Oggi la famiglia e gli amici di Sammy continuano a supportare la ricerca e a sensibilizzare attraverso l’Associazione Italiana Progeria Sammy Basso APS. «Negli ultimi anni Sammy si era concentrato nella terapia genica. Con l’équipe di Boston aveva indagato la possibilità di usare la tecnica CRISPR-Cas9, che permette di correggere il gene difettoso. Questa sarebbe la cura definitiva della progeria. E la messa a punto è ormai prossima. Sammy ne era felicissimo. Lui, da sempre consapevole della sua condizione, ma anche consapevole che per lui non c’era più tempo perché il suo corpo era troppo compromesso, continuava a ripetere che non studiava per sé stesso, ma per quelli che verranno dopo», spiega papà Amerigo. «Abbiamo sempre saputo del tempo limitato di Sammy. Ma lui ha vissuto appieno programmando a lungo termine. E io stavo già organizzando il suo trentesimo compleanno…», sospira mamma Laura.
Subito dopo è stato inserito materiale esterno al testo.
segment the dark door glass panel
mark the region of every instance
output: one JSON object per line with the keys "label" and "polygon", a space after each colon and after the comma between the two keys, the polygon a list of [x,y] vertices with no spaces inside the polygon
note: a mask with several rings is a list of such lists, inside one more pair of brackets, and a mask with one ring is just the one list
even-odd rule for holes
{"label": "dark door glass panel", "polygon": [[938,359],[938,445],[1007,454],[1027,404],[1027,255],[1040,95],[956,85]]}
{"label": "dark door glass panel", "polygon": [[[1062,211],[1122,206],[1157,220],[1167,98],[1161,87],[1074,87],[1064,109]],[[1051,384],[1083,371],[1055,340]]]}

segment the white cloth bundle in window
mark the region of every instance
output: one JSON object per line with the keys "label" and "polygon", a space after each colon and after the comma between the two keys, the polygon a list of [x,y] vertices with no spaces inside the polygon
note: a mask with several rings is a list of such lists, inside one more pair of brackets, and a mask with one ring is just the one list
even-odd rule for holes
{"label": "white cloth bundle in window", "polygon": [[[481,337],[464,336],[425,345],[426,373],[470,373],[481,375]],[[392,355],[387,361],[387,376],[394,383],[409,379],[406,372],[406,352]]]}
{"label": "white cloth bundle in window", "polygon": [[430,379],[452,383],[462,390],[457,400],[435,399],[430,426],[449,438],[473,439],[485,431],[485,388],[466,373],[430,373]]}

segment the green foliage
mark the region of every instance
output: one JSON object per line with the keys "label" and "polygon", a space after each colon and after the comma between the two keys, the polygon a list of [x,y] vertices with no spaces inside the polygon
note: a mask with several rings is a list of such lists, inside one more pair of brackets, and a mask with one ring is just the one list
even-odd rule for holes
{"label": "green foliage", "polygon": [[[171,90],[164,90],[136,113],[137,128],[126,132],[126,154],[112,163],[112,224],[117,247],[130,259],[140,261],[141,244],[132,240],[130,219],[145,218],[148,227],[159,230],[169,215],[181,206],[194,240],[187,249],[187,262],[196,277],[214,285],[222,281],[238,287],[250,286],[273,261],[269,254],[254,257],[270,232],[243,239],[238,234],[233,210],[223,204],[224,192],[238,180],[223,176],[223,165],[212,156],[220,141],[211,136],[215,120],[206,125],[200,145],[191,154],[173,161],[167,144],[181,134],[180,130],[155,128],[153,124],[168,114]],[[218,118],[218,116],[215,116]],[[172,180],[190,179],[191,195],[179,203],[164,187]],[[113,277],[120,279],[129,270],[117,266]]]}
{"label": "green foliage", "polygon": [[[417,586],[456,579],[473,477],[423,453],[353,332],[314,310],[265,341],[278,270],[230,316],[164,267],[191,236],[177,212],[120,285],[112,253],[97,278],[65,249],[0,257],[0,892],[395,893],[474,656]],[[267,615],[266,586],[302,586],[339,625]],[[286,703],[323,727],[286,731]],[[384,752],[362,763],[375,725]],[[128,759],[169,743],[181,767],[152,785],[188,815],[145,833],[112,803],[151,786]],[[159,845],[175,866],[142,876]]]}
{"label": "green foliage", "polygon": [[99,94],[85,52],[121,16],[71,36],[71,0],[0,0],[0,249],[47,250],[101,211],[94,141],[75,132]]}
Individuato il gene responsabile. Ora la cura è sempre più vicina
La malattia di Hutchinson-Gilford (Sphg), è una malattia genetica estremamente rara, denominata anche progeria, caratterizzata da un invecchiamento accelerato che si manifesta precocemente nell’infanzia, senza alterazione delle capacità intellettive, con alterazioni di pelle, ossa e sistema cardiovascolare La Sphg colpisce circa un bambino su 8 milioni di nati vivi negli Stati Uniti d’America. In Olanda è stato osservato un numero di nuovi casi pari a 1 su 4 milioni di bambini nati vivi. È una malattia progressiva che causa un rapido invecchiamento sin dai primi anni di vita. Di solito alla nascita i bambini non presentano alcuna manifestazione della malattia, e solo successivamente, durante il primo anno di vita, cominciano a vedersi i primi segni e sintomi quali, ad esempio, lo scarso accrescimento e la perdita dei capelli. La maggior parte dei bambini muore a causa di malattie tipiche degli anziani, quali problemi cardiaci o vascolari cerebrali. L’aspettativa media di vita per un bambino con SPHG è di circa 13 anni, sebbene alcuni possano raggiungere i 20 anni o più. Vi sono altre malattie ereditarie caratterizzate da invecchiamento precoce (progeroidi) che si manifestano con disturbi simili alla SPHG ma se ne differenziano per i meccanismi che ne sono alla base. Tra queste figurano la sindrome progeroide di Nestor Guillermo, la sindrome progeroide atipica, la sindrome progeroide con ipolasia mandibolare e sordità, la sindrome di De Barsy, la sindrome progeroide congenita, la sindrome di Wiedemann-Rautenstrauch, la sindrome di Werner e la sindrome di Cockayne. Non esiste una terapia specifica per la sindrome SPHG, tuttavia è necessario diagnosticarla prima possibile per iniziare una terapia di supporto e un’idonea gestione delle complicazioni. La ricerca di possibili cure ha fatto enormi passi in avanti dal momento in cui è stato identificato il gene responsabile della malattia.